Theatrical Index is a publication that could only exist in the theatre. In a technically advanced, digital world, it is defiantly lo-fi — basically just a stack of 8" x 11" pages held together by three staples. Yet for all its simplicity, the Index is also incredibly expensive; a year's subscription for weekly delivery is $425. Still, people continued to buy it through the years, partly out of a sense of tradition, partly because the information within was so solid and complete. (The warning on the cover page that copying of the document is prohibited is routinely flouted.)

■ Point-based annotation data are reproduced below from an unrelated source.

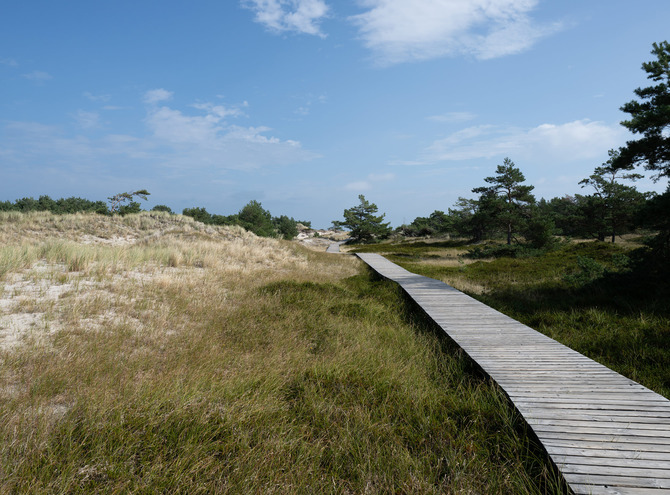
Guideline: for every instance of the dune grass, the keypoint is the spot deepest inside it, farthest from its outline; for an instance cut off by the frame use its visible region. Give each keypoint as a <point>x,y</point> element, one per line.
<point>196,361</point>
<point>582,295</point>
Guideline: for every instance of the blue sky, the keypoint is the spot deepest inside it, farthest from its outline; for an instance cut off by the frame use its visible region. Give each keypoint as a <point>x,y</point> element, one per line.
<point>305,104</point>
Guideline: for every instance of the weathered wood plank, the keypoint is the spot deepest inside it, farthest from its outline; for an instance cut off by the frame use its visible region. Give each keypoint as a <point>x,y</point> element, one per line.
<point>607,434</point>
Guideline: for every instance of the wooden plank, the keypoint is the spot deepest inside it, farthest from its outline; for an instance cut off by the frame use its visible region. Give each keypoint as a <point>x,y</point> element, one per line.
<point>612,490</point>
<point>607,434</point>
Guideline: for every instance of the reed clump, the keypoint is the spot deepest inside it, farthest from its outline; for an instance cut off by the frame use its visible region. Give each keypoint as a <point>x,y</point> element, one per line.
<point>193,359</point>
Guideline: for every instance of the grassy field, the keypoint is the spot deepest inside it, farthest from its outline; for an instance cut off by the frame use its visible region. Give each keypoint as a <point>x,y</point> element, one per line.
<point>581,295</point>
<point>151,353</point>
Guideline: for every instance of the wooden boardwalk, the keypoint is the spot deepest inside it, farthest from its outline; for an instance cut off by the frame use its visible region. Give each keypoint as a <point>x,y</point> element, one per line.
<point>606,434</point>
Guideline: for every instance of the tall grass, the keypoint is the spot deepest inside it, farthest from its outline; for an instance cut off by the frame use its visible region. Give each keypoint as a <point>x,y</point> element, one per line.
<point>583,295</point>
<point>251,366</point>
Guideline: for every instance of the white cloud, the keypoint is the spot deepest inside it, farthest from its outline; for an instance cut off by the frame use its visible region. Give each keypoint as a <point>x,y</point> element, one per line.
<point>156,95</point>
<point>300,16</point>
<point>365,185</point>
<point>453,117</point>
<point>87,120</point>
<point>101,97</point>
<point>38,75</point>
<point>399,31</point>
<point>361,185</point>
<point>219,110</point>
<point>183,142</point>
<point>580,139</point>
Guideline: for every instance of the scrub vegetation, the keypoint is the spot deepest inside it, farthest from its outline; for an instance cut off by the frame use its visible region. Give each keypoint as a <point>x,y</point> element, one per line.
<point>152,353</point>
<point>598,298</point>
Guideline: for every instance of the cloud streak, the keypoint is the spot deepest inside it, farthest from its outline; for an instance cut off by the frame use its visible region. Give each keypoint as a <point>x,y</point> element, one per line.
<point>297,16</point>
<point>400,31</point>
<point>173,139</point>
<point>580,139</point>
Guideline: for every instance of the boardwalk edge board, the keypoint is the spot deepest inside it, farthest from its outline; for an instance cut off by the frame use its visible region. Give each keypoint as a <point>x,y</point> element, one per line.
<point>605,433</point>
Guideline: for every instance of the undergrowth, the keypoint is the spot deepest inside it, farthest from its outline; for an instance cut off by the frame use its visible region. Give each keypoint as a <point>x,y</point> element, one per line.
<point>591,296</point>
<point>228,374</point>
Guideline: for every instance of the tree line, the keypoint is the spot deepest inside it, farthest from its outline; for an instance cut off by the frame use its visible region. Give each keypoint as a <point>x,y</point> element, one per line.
<point>611,206</point>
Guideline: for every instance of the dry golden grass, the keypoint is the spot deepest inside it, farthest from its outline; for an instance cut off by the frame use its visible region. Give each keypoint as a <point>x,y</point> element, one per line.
<point>153,354</point>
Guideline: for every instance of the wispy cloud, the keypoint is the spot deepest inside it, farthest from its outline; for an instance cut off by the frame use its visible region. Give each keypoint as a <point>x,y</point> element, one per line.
<point>38,75</point>
<point>366,185</point>
<point>181,141</point>
<point>156,95</point>
<point>298,16</point>
<point>100,97</point>
<point>546,143</point>
<point>453,117</point>
<point>400,31</point>
<point>87,120</point>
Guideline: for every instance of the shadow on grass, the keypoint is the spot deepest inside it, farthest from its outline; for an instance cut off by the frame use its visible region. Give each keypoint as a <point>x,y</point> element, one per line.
<point>505,427</point>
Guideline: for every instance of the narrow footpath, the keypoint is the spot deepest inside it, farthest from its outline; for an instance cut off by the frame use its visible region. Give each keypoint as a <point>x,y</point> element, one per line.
<point>605,433</point>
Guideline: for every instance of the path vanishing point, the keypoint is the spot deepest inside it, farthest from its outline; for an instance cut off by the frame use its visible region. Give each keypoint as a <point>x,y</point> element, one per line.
<point>605,433</point>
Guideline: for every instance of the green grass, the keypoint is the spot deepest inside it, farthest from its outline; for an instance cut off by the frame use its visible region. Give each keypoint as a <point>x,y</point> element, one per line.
<point>313,387</point>
<point>581,295</point>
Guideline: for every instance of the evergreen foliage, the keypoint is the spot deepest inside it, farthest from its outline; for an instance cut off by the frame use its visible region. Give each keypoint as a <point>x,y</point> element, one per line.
<point>254,218</point>
<point>364,225</point>
<point>59,206</point>
<point>650,117</point>
<point>506,200</point>
<point>613,206</point>
<point>164,208</point>
<point>117,203</point>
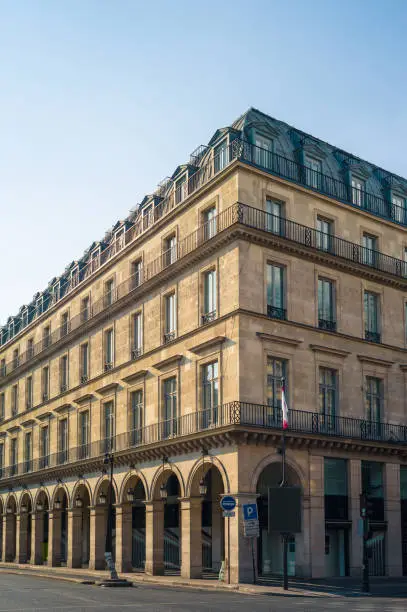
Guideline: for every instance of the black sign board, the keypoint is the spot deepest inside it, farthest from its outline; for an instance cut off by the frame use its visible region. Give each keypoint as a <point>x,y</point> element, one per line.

As with the Index, Mr. Berkley himself was one of a kind, an eccentric to put other Broadway eccentrics to shame. Foppish, loquacious and mysterious, he took taxis everywhere, ate out seven nights a weeks, and proclaimed himself to be the most relaxed man in the world. A native of Philadelphia, he initially wanted to be an actor. When that didn't work out, he fell from job to job until finally carving out the niche of niches in 1964, when he came out with the first issue of the Index. Soon enough, he had a sweet little monopoly. Frequently, people approached him wanting to buy the Index. But he never sold.

Mr. Berkley retired from the Index in 2007, but continued as a consultant until 2010. Steve Bebout, a longtime employee at the Index, took over as editor. "I have nobody to support," Berkley once told this reporter. "I don't even have a dog. I have one companion, and that is the theatre."